Agora, quase 50 anos depois, as empresas enfrentam ao mesmo tempo a crise da meia-idade. O que era um diferencial se tornou uma commodity: o conceito ‘verde’ lançado pelas empresas ganhou apelo — mas atraiu competição.

Perdida no portfólio multibilionário da L’Oréal, a Body Shop vem enfrentando a concorrência de marcas mais jovens como a britânica Lush, que tem o mesmo apelo sustentável e é mais conectada com os millenials.

A oportunidade de comprar a Body Shop vem num momento em que a Natura começa a obter os primeiros resultados de sua tentativa de revitalizar seu modelo de negócio: o canal de vendas diretas – que consagrou a empresa — não foi capaz de garantir crescimento nos últimos anos. 

A transformação tem vindo a passos lentos. A Natura vende produtos da marca ‘Sou’ em 3.000 farmácias desde 2015, e começou a abrir lojas físicas no ano passado. Por enquanto, são apenas sete unidades e não há planos oficiais para escalar o novo canal. As vendas pela internet começaram em 2013, inicialmente com a intermediação das consultoras.  Mas apesar de tentar se tornar uma empresa multicanal, as vendas diretas ainda respondem por mais de 90% do faturamento da Natura, graças a seu exército de 1,3 milhão de consultoras.

“Eles estão reconhecendo que o canal de vendas diretas está exaurido e estão fazendo uma guinada para o varejo físico. Eles têm uma marca forte. Precisam de outra? Acho que eles estão meio perdidos”, diz um gestor baseado em Nova York.

A demora em encontrar uma nova estratégia vem custando caro.  Em 2010, a empresa liderava o mercado de higiene e beleza, com 14,9%; no ano passado, caiu para 10,8% — praticamente empatada com o arquirrival Boticário, que encerrou 2016 com 10,6% de participação contra 6,9% seis anos antes. (No mesmo período, a Unilever ganhou 2,2 pontos percentuais e assumiu a dianteira, com 12,6% do mercado.)  Em números mais concretos, a Natura cedeu ’share’ para a concorrência em 5 milhões de lares.
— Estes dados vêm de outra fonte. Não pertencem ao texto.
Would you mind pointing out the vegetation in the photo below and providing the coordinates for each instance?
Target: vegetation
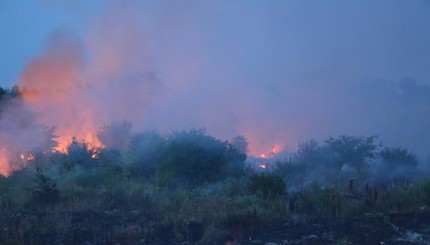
(188, 186)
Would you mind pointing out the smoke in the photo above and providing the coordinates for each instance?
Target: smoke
(258, 69)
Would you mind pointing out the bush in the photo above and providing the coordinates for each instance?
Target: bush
(267, 185)
(44, 190)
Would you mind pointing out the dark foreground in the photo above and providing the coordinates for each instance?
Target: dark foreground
(116, 227)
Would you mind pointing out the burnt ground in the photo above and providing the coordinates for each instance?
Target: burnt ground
(409, 228)
(114, 227)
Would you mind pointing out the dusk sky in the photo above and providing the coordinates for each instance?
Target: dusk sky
(279, 72)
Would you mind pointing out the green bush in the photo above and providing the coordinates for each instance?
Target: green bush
(267, 185)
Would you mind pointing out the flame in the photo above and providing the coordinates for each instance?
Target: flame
(274, 149)
(26, 156)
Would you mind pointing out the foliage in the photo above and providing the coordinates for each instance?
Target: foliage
(44, 190)
(79, 153)
(267, 185)
(193, 158)
(352, 150)
(115, 135)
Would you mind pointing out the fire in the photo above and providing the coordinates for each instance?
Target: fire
(275, 149)
(26, 156)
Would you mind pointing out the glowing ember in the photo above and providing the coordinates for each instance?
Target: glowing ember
(26, 156)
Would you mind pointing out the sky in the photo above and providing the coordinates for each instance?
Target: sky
(278, 72)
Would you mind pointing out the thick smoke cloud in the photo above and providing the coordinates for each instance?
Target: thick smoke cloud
(277, 72)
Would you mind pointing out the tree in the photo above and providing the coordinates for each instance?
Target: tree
(115, 135)
(79, 153)
(352, 150)
(44, 190)
(267, 185)
(193, 157)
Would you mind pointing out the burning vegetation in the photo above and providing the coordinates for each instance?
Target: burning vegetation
(188, 186)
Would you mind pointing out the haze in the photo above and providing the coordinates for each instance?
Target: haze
(277, 72)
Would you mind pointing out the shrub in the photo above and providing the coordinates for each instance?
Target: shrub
(44, 190)
(267, 185)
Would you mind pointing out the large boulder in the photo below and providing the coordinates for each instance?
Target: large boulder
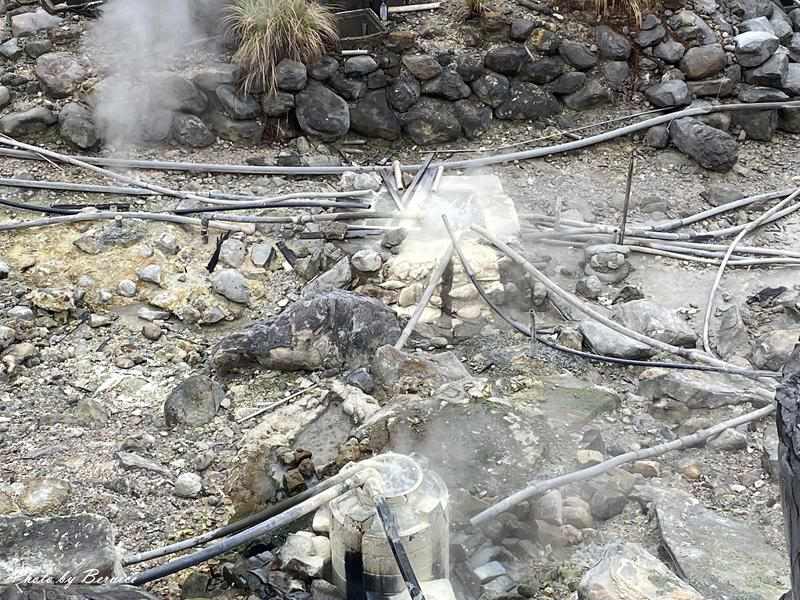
(373, 117)
(432, 121)
(712, 148)
(48, 548)
(333, 330)
(60, 73)
(321, 112)
(629, 572)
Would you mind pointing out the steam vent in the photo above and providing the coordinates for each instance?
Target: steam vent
(399, 300)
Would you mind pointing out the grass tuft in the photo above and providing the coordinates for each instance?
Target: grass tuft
(269, 31)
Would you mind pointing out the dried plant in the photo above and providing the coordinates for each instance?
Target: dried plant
(269, 31)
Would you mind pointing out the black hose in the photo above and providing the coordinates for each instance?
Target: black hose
(580, 353)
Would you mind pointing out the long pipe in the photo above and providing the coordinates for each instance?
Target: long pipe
(456, 164)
No ano passado, Seabra, Leal e Passos trocaram o comando.  Roberto Lima, que ficou apenas dois anos à frente da companhia — período no qual, nas palavras de um gestor, “tentou um pouquinho de cada coisa, para ver o que colava” — foi substituído pelo vice-presidente comercial, João Paulo Ferreira.

Ferreira está engajado em romper a letargia e retomar a ofensiva para que a Natura volte a ter o crescimento que atraía os investidores na primeira década dos anos 2000. Numa reunião com investidores no início deste mês, pela primeira vez em pelo menos três anos os controladores compareceram ao evento, e estavam em sintonia fina com o novo CEO.

Mas, ao que tudo indica, a Body Shop pode ser um passo grande demais.